Désolé, y'a plus de meurtrier qui soit, faudra d'adresser ailleurs dorénavant.
— Je ne suis plus un meurtrier, tâche de faire passer le message à ton roi.
Et, avant de guetter toute approbation, il abattit son arme sur la tempe de l'homme. Les yeux d'Abby s'écarquillèrent sous l'effet de la surprise et Sheran se glaça à son tour. Ils ne remarquèrent que de longues secondes plus tard que Kyo avait frappé avec le manche de sa dague et que son coup s'était contenté d'assommer le soldat.
Il relâcha l'arme comme si elle avait brûlé la paume de sa main. Abby prenait le relais et attachait les poignets de l'autre homme qui n'osait même pas protester, de peur de récolter un traitement plus terrible que celui qui lui était réservé. Kyo se redressa lentement, chaque muscle tendu jusqu'à la rupture, le cœur au bord des lèvres.

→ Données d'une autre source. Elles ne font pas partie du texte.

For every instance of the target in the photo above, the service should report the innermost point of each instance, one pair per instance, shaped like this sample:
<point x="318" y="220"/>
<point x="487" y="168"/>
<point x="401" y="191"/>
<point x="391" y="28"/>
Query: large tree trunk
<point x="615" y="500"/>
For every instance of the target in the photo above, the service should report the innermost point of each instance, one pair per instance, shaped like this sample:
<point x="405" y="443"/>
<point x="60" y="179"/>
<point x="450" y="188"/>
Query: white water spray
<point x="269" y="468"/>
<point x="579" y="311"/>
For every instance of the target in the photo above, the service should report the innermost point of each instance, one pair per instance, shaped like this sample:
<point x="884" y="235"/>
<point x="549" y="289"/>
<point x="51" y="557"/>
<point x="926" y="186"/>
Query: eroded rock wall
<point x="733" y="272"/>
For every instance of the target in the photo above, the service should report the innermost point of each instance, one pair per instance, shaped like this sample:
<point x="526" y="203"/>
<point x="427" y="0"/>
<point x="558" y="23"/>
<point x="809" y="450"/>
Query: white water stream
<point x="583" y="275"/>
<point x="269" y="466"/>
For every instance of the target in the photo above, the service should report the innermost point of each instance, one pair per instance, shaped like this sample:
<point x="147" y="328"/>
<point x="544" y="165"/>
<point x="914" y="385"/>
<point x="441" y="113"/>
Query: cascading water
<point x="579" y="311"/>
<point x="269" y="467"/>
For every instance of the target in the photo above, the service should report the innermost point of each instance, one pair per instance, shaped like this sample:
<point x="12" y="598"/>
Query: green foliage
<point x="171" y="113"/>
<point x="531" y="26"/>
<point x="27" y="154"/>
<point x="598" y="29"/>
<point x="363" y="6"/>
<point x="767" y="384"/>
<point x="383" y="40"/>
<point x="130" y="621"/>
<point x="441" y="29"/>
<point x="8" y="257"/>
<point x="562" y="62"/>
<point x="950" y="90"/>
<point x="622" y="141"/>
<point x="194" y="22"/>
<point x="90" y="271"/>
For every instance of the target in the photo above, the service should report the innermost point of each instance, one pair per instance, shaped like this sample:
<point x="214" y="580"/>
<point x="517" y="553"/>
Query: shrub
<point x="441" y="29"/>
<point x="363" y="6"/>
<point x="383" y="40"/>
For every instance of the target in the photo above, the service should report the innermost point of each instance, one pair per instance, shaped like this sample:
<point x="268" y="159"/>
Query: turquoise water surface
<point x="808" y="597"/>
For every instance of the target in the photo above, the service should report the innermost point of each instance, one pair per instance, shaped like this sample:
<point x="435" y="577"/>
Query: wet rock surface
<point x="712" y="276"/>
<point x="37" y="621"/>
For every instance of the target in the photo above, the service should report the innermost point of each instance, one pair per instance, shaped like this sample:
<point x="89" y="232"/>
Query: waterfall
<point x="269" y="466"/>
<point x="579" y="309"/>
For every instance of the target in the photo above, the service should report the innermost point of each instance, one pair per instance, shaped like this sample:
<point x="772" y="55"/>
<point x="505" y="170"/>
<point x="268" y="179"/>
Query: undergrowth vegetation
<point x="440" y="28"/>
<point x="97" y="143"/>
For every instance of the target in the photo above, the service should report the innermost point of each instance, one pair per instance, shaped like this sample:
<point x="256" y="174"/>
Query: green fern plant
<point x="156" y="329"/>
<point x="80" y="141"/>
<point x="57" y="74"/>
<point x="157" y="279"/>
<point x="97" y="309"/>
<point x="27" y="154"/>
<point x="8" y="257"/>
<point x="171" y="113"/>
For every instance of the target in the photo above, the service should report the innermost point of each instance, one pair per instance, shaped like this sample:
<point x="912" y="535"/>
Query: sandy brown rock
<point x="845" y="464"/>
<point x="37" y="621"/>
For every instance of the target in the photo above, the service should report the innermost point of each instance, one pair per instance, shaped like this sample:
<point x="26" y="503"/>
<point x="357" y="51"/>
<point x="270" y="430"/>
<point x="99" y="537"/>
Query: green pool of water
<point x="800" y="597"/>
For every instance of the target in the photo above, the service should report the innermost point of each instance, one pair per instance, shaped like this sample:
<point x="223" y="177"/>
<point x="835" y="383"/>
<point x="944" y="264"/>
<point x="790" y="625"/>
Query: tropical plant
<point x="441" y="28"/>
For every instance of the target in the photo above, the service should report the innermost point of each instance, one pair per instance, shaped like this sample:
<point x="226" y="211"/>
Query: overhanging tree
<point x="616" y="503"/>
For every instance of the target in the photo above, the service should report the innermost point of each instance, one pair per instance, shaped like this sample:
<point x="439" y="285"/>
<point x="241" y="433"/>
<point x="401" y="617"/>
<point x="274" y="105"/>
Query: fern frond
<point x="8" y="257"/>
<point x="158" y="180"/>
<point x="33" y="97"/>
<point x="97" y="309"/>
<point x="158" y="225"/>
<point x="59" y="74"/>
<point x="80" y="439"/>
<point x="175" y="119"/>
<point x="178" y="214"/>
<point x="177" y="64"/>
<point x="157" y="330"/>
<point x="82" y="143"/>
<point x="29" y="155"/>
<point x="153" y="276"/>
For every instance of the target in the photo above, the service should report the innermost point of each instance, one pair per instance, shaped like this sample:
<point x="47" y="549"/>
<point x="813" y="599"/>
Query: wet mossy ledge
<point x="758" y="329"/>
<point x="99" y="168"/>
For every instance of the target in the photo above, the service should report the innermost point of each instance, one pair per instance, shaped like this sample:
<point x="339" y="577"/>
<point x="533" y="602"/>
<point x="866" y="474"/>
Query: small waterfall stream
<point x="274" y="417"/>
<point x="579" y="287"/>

Il admira le visage nettoyé de toute haine de son adversaire et, surtout, bel et bien vivant, épargné par l'un des plus grands meurtriers qu'ait connus Déalym. D'une voix éteinte, où ne dénotait aucune satisfaction, aucune joie :
— C'est terminé.
En silence, il faisait le deuil d'une part de lui-même, une part qui n'aurait jamais dû exister, un visage inhumain qui s'effaçait enfin. C'en était fini de K.
Ouais, cette fois, c'est terminé !
La dernière scène d'action du récit. Il ne reste d'ailleurs plus que le dernier chapitre et l'épilogue avant que l'histoire ne prenne fin. C'est également le dernier chapitre entièrement réécrit (on est à presque une dizaine de chapitres inédits, c'est énorme à l'échelle du roman).